Les mouvements de la Rapsodie espagnole de Ravel prennent quant à eux la forme de vignettes contrastées, nettement énoncées, délicieuses à défaut d’être enchanteresses ; « Feria » est l’épisode le plus abouti, juxtaposant avec bonheur le bouillonnement carnavalesque et la langueur solitaire.
La pièce concertante de Falla n’offre pas les mêmes contentements : les timbres de l’orchestre sont trop dépareillés, parfois brutaux, et la mise en place excessivement tendue pour permettre d’apprécier la richesse de l’œuvre. Gabriela Montero joue certes avec instinct, mais aussi trop de désinvolture et d’éclats métalliques dans les forte pour sauver la mise. Il faut attendre le bis, où le public propose à la volée un thème issu de La Flûte enchantée pour s’émerveiller sur les qualités d’improvisatrice de la pianiste vénézuélienne.

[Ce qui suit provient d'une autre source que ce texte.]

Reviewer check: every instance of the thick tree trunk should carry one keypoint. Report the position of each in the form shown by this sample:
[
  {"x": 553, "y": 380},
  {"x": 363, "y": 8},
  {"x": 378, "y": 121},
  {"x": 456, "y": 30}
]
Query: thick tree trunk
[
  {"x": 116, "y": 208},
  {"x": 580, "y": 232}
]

La Mer de Debussy est d’un tout autre calibre : le chef fait emporter son pupitre, dirigeant par cœur, et nous plonge immédiatement dans l’œuvre. Des appuis rythmiques scrupuleux communiquent le balancement des vagues, les tonalités sont pleines, épanouies et viennent remplir jusqu’aux moments d’attente de la partition. Dans le deuxième mouvement, on admire la fluidité de la battue, qui gère avec grâce les enchaînements entre les épisodes. La conclusion est patiemment construite, poussée par une vague rythmique inéluctable, déferlant en une ultime fulgurance.